JAMBI — Perumda Tirta Mayang Kota Jambi mengerahkan mobil tangki untuk mengirim air bersih gratis kepada pelanggan yang alirannya berhenti lebih dari 1 x 24 jam. Langkah ini diambil sebagai bentuk komitmen perusahaan menjaga pelayanan di tengah kondisi kemarau yang meningkatkan kekeruhan air baku Sungai Batanghari.
Direktur Utama Perumda Tirta Mayang Kota Jambi, Arianto, mengatakan penyesuaian operasional terpaksa dilakukan untuk menjaga kualitas air yang diproduksi. Dampaknya, sejumlah wilayah pelayanan mengalami penurunan tekanan air, air keruh, hingga penghentian sementara pengaliran.
"Kami memahami kondisi ini dapat menimbulkan ketidaknyamanan bagi pelanggan," kata Arianto di Jambi, Rabu.
Prioritas Layanan untuk Enam Kecamatan Terdampak
Layanan mobil tangki tidak menyasar seluruh pelanggan secara bersamaan. Perumda Tirta Mayang memprioritaskan kawasan yang paling terdampak, terutama wilayah pelayanan IPA Tanjung Sari dan IPA Broni 2.

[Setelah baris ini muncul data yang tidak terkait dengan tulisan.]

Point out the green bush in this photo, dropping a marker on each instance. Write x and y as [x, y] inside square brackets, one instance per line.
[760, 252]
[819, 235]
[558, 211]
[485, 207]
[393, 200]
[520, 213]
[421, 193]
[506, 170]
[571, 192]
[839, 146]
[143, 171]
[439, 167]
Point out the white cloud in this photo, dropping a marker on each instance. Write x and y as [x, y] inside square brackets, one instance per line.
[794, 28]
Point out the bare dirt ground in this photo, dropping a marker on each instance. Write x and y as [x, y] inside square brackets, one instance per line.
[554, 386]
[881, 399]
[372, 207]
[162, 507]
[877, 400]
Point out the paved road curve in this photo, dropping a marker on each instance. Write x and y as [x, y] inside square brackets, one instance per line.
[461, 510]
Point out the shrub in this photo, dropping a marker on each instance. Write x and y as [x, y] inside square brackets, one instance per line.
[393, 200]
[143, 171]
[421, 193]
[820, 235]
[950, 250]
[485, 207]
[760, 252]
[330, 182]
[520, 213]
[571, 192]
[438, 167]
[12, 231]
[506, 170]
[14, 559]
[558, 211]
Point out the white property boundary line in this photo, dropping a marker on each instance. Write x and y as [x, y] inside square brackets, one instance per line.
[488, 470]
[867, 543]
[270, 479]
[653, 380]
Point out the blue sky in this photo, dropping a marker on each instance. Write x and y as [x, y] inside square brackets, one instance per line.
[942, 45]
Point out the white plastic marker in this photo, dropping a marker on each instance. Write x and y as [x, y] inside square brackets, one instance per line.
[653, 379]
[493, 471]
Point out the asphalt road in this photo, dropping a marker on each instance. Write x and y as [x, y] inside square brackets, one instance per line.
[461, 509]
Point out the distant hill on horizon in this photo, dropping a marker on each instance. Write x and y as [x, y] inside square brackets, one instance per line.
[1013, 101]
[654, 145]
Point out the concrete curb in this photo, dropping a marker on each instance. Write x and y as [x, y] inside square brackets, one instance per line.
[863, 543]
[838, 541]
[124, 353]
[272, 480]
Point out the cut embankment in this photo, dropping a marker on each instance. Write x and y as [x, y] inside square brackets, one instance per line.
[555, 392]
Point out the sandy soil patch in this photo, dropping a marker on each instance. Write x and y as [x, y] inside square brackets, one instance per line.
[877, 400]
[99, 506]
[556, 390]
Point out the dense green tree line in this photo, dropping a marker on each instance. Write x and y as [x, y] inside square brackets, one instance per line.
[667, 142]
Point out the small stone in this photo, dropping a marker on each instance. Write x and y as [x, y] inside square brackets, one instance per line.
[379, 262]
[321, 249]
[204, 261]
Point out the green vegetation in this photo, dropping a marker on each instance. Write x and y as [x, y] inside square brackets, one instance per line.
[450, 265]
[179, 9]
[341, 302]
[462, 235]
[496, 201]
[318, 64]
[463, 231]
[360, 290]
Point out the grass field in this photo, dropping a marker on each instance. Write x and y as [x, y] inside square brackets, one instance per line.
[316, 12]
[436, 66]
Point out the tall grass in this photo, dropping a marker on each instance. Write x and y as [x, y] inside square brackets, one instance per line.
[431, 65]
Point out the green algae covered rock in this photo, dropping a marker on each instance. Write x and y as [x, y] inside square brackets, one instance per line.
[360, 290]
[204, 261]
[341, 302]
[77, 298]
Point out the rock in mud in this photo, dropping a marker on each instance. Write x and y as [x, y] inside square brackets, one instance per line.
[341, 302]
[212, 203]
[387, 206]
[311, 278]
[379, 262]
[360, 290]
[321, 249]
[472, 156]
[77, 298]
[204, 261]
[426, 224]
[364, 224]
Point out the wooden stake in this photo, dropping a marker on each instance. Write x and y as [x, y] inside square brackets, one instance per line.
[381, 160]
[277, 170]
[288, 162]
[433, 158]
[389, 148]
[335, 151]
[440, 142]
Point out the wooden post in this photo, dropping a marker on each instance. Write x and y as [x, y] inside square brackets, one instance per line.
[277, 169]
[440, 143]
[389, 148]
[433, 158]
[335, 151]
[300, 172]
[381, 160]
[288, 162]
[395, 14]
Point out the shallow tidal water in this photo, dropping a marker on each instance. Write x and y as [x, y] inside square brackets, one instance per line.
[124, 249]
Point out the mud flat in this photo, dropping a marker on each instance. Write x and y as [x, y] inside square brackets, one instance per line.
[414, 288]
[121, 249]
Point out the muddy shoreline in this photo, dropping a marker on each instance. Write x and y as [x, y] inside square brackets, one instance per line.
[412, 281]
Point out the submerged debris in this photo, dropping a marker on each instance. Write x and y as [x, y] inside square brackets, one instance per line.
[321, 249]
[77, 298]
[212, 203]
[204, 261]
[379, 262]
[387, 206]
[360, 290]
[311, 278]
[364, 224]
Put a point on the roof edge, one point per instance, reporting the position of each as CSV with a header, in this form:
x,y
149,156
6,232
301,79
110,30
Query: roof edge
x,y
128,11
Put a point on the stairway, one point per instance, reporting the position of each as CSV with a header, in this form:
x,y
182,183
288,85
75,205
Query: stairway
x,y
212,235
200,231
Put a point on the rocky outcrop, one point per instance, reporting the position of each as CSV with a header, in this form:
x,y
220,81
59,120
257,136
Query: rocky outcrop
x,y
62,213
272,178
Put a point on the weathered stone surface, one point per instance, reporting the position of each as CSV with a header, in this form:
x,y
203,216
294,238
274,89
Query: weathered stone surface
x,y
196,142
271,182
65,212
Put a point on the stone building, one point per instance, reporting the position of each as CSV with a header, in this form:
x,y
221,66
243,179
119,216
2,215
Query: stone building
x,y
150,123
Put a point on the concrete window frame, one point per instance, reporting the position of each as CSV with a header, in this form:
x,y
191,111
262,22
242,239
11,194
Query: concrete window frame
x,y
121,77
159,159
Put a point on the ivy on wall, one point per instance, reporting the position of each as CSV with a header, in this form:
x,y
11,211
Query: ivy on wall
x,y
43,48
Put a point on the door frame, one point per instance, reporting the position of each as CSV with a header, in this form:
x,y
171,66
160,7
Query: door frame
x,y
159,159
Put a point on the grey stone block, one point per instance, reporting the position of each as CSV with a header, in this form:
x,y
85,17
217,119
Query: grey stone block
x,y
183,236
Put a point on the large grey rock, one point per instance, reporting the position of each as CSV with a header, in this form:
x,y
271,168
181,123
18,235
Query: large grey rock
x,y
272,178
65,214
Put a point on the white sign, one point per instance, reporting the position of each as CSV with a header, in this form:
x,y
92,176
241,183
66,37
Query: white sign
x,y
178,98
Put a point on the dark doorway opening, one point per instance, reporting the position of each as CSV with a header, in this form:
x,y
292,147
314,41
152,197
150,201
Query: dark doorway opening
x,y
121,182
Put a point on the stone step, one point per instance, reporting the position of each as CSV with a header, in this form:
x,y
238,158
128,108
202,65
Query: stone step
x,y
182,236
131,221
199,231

Wilayah tersebut mencakup sejumlah kelurahan di Kecamatan Palmerah, Jambi Selatan, Jambi Timur, Jelutung, dan Kota Baru. Pelanggan yang membutuhkan dapat menghubungi nomor layanan mobil tangki di 0821-2121-9894 atau WhatsApp 0821-2121-9692 untuk menyampaikan pengaduan air keruh maupun air tidak mengalir.
Tim Kesiapsiagaan Dibentuk untuk Pantau Debit Air Baku
Untuk memastikan penanganan berjalan cepat, Tirta Mayang membentuk Tim Kesiapsiagaan dan Antisipasi Bencana Hidrometeorologi Kering. Tim ini bertugas memantau kondisi air baku, menjaga distribusi, merespons pengaduan, serta memastikan operasional IPA dan intake berjalan normal.
Penurunan debit air Sungai Batanghari yang disertai peningkatan kekeruhan menjadi pemicu utama gangguan ini. Kondisi tersebut mempengaruhi proses pengolahan air di Instalasi Pengolahan Air (IPA) sehingga produksi air bersih berkurang.
Arianto mengerahkan seluruh sumber daya yang dimiliki agar pelayanan tetap optimal. Ia juga mengimbau masyarakat untuk menggunakan air secara bijak dan menyiapkan persediaan air selama musim kemarau berlangsung.